Several news sources reported on Wednesday, July 24, 2013, that U.S. Drug Enforcement Administration (DEA) agents raided a number of medical marijuana dispensaries in the Puget Sound area. However, DEA Spokesperson Jodie Underwood did not provide details about how many dispensaries were being targeted or how many search warrants were being executed.

These raids come just months after Washington voters passed Initiative 502 (I-502), the marijuana reform measure that legalizes the possession and use of marijuana for recreational purposes within the state. Although the raids are a surprise to many,  it is important to remember that marijuana is a Schedule I drug subject to the federal Controlled Substances Act and possession and sale of marijuana remains illegal under federal law. I-502 does not change this basic fact. 

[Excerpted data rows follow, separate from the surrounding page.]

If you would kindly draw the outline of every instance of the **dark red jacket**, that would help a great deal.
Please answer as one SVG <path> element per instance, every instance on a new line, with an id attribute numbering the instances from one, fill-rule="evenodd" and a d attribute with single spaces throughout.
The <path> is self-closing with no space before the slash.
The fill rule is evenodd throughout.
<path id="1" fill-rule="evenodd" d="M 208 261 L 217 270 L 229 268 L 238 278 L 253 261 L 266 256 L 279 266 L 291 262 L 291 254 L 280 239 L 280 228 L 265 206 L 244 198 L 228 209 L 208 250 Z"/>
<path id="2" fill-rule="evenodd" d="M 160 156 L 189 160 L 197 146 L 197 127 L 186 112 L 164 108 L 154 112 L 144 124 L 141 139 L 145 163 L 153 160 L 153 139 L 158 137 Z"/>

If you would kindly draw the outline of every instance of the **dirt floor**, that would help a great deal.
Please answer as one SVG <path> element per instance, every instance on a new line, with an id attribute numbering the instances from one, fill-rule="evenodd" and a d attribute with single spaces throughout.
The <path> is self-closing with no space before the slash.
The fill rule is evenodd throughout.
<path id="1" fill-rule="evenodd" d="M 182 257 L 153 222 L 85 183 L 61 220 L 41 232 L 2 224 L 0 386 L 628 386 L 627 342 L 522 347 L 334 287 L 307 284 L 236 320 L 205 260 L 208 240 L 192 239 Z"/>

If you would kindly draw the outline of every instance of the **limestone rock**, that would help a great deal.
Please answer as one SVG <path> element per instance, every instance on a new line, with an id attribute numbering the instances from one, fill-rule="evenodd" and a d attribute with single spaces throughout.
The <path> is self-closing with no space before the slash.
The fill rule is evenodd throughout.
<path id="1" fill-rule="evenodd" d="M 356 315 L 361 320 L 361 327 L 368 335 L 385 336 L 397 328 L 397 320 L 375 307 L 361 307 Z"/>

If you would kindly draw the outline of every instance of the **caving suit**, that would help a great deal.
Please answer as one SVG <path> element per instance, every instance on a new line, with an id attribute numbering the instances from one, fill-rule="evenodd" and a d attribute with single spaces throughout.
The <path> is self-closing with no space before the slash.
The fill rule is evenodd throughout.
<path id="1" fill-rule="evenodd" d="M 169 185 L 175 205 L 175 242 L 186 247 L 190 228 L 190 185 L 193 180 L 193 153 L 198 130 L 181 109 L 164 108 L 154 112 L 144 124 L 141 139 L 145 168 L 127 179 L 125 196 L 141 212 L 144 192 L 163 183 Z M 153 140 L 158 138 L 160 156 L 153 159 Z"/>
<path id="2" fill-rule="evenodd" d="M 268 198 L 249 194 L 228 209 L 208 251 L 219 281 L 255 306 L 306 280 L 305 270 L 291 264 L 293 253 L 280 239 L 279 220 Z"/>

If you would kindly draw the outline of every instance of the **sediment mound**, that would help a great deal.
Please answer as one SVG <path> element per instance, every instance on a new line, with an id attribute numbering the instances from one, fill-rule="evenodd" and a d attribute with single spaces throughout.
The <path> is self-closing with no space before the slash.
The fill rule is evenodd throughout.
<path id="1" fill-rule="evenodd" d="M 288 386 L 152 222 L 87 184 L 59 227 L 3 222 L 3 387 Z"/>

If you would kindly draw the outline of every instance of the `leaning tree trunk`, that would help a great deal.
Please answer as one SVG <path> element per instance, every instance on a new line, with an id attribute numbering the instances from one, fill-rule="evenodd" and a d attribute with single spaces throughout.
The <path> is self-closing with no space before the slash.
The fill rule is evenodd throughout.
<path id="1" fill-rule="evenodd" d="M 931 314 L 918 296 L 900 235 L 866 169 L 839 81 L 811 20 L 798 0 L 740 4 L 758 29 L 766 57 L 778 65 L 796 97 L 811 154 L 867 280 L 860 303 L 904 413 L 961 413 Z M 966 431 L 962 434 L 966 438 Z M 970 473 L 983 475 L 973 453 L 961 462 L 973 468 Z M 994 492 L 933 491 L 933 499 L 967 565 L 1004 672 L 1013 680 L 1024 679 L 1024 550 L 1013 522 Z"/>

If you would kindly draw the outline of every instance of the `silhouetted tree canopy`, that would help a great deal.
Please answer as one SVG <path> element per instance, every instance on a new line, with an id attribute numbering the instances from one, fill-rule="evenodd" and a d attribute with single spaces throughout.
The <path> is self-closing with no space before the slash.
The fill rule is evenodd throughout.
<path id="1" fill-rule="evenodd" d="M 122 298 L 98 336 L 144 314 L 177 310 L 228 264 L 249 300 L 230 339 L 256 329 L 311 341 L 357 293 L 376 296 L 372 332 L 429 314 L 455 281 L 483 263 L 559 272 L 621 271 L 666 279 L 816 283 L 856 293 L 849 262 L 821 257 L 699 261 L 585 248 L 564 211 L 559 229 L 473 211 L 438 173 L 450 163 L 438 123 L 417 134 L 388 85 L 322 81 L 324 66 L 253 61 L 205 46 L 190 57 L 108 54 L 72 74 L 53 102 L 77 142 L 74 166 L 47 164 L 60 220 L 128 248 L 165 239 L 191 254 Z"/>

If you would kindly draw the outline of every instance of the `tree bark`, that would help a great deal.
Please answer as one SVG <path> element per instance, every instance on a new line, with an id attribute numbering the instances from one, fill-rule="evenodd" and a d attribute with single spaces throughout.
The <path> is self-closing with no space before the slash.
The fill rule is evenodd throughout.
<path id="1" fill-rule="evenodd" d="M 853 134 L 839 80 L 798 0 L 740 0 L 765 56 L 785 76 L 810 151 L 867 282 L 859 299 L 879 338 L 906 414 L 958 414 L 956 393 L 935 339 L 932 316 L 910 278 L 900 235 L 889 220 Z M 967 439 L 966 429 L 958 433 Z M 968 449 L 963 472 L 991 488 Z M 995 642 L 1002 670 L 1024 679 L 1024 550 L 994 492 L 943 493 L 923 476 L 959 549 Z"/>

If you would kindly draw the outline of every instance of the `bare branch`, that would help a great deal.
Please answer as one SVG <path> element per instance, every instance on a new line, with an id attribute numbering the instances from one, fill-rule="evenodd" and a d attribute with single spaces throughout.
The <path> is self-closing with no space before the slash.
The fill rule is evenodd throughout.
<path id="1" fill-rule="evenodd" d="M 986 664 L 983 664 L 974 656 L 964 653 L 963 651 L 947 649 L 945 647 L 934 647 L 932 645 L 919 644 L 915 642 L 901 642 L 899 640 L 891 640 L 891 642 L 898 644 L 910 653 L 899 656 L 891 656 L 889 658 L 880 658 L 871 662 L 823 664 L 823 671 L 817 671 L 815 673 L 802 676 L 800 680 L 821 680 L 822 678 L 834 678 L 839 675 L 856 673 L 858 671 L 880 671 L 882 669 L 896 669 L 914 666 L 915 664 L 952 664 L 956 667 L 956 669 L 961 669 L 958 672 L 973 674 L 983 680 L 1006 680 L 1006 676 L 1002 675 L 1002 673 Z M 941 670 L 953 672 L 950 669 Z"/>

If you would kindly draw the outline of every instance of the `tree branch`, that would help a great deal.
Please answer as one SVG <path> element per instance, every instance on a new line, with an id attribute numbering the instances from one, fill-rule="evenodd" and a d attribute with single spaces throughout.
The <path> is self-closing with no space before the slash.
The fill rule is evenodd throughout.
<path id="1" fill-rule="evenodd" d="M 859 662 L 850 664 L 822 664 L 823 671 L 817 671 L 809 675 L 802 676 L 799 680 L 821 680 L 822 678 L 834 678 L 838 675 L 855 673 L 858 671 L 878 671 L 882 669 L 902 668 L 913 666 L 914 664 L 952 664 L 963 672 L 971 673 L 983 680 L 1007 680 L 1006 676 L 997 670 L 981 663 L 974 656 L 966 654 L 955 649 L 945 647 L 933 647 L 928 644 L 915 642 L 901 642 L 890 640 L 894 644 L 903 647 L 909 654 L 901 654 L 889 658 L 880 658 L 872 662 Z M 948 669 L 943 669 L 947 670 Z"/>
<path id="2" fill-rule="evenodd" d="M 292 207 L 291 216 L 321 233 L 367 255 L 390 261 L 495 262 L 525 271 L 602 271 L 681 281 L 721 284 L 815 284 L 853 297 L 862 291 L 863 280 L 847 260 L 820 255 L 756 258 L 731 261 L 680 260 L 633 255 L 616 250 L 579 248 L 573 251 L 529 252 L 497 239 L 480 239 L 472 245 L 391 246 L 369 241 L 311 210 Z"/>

As one of my colleagues, Jeremy Sacks, wrote in a previous blog post:

The federal government has not yet explained how it plans to react to I-502. Jenny Durkan, the U.S. Attorney for the Western District of Washington (the most senior federal law enforcement official in the federal district encompassing Seattle) issued a statement on December 5, 2012, noting that the U.S. Department of Justice (“DOJ”) “is reviewing the legalization initiatives recently passed in Colorado and Washington State” and that the DOJ’s “responsibility to enforce the Controlled Substances Act remains unchanged.” She warned that regardless of I-502, “growing, selling or possessing any amount of marijuana remains illegal under federal law.” 

The ball is still in the federal government’s court to decide how it will react to I-502. However, based on Wednesday’s raids, those who hope to produce, distribute, or sell marijuana under the licensing regime that is currently being drafted by the Washington State Liquor Control Board (WSLCB) should be sure to proceed with caution.